The optimizer uses these estimates to reorder joins. Given three intermediate results (A: 10K rows, B: 50K rows, C: 500 rows), the optimizer joins C with A first (small with medium) and then joins the result with B. This minimizes the size of intermediate results and the total number of hash lookups.

Connection Pooling

Each Salesforce org connection is an authenticated HTTP session with an access token. BridgeQL maintains a pool of up to 5 connections per org to enable parallel query execution:

pub struct ConnectionPool {
    pools: HashMap<String, Vec<SalesforceSession>>,
    max_per_org: usize,  // default: 5
}

impl ConnectionPool {
    pub async fn get_connection(
        &mut self, org: &str
    ) -> Result<SalesforceSession> {
        let pool = self.pools
            .entry(org.to_string())
            .or_default();

        // Try to reuse an existing connection
        if let Some(session) = pool.pop() {
            if !session.is_expired() {
                return Ok(session);
            }
            // Token expired, will create new below
        }

        // Create new connection
        if pool.len() < self.max_per_org {
            let session = OrgManager::connect(org)?;
            return Ok(session);
        }

        // Pool exhausted, wait for a connection to return
        // (bounded wait with timeout)
        anyhow::bail!(
            "Connection pool exhausted for org '{}'", org
        );
    }

    pub fn return_connection(
        &mut self, org: &str, session: SalesforceSession
    ) {
        if !session.is_expired() {
            let pool = self.pools
                .entry(org.to_string())
                .or_default();
            if pool.len() < self.max_per_org {
                pool.push(session);
            }
        }
    }
}

5 connections per org is the sweet spot. Salesforce's concurrent API request limit is typically 25 per user, so 5 connections across 5 orgs uses exactly the limit. More connections would risk hitting API throttling. Fewer connections would serialize queries that could run in parallel.

Putting It Together

The full execution flow for a cross-org query:

1. Parse: BridgeQL query -> AST
2. Plan:  AST -> QueryPlan (sequence of QuerySteps)
3. Optimize:
   a. Push filters into SoqlQuery steps
   b. Estimate cardinality per step
   c. Reorder joins (smallest first)
   d. Choose REST vs Bulk per SoqlQuery
4. Execute:
   a. Run all SoqlQuery steps in parallel
      (one tokio task per org, pooled connections)
   b. Run Join/Filter/Aggregate/Sort sequentially
      on intermediate results
5. Return: Final IntermediateResult -> output format

For the VP's query, this means: parse in under 1ms, plan and optimize in under 5ms, execute three parallel SOQL queries in 2-5 seconds, join and aggregate locally in under 100ms. Total wall-clock time: 3-6 seconds for a query that would take a human analyst hours of manual data export and spreadsheet joining.

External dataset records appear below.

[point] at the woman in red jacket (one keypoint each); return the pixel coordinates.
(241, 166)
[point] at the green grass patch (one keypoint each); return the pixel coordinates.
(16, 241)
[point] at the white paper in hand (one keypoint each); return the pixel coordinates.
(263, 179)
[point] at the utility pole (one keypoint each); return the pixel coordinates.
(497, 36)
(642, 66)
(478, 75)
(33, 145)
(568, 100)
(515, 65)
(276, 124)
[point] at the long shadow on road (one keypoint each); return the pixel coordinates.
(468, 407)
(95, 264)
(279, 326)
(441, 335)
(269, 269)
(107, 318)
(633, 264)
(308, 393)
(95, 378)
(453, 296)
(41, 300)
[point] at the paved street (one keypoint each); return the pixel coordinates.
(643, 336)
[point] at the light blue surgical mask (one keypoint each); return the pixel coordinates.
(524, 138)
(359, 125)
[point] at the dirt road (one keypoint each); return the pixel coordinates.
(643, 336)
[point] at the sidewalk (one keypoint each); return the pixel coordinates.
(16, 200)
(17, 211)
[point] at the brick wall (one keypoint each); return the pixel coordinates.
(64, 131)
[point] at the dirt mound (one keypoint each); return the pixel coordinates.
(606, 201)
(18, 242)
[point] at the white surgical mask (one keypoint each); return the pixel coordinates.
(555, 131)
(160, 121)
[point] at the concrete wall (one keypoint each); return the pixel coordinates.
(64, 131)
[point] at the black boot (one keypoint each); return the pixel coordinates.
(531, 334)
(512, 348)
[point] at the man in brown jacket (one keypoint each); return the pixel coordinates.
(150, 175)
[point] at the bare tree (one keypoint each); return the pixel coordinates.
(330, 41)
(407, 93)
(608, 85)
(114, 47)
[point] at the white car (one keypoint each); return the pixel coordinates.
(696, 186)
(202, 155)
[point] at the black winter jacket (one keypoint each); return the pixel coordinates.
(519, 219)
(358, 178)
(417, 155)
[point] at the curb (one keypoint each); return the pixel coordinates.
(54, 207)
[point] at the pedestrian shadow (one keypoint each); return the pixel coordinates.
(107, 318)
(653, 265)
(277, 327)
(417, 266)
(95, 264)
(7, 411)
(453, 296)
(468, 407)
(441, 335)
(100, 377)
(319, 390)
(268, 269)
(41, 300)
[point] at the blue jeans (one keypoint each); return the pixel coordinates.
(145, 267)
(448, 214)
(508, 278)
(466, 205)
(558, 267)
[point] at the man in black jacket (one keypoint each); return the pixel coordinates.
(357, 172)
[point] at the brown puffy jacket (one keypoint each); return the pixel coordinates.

That is the power of a proper query planner. Not faster individual queries. Faster thinking about how to get the answer. The planner does in milliseconds what a developer would spend hours figuring out: which queries to run, in what order, how to join the results, where to filter, and when to switch from REST to Bulk.

BridgeQL makes multi-org Salesforce queryable as if it were a single database. The VP does not need to know or care that the data lives in three orgs. They write one query. The planner handles the rest.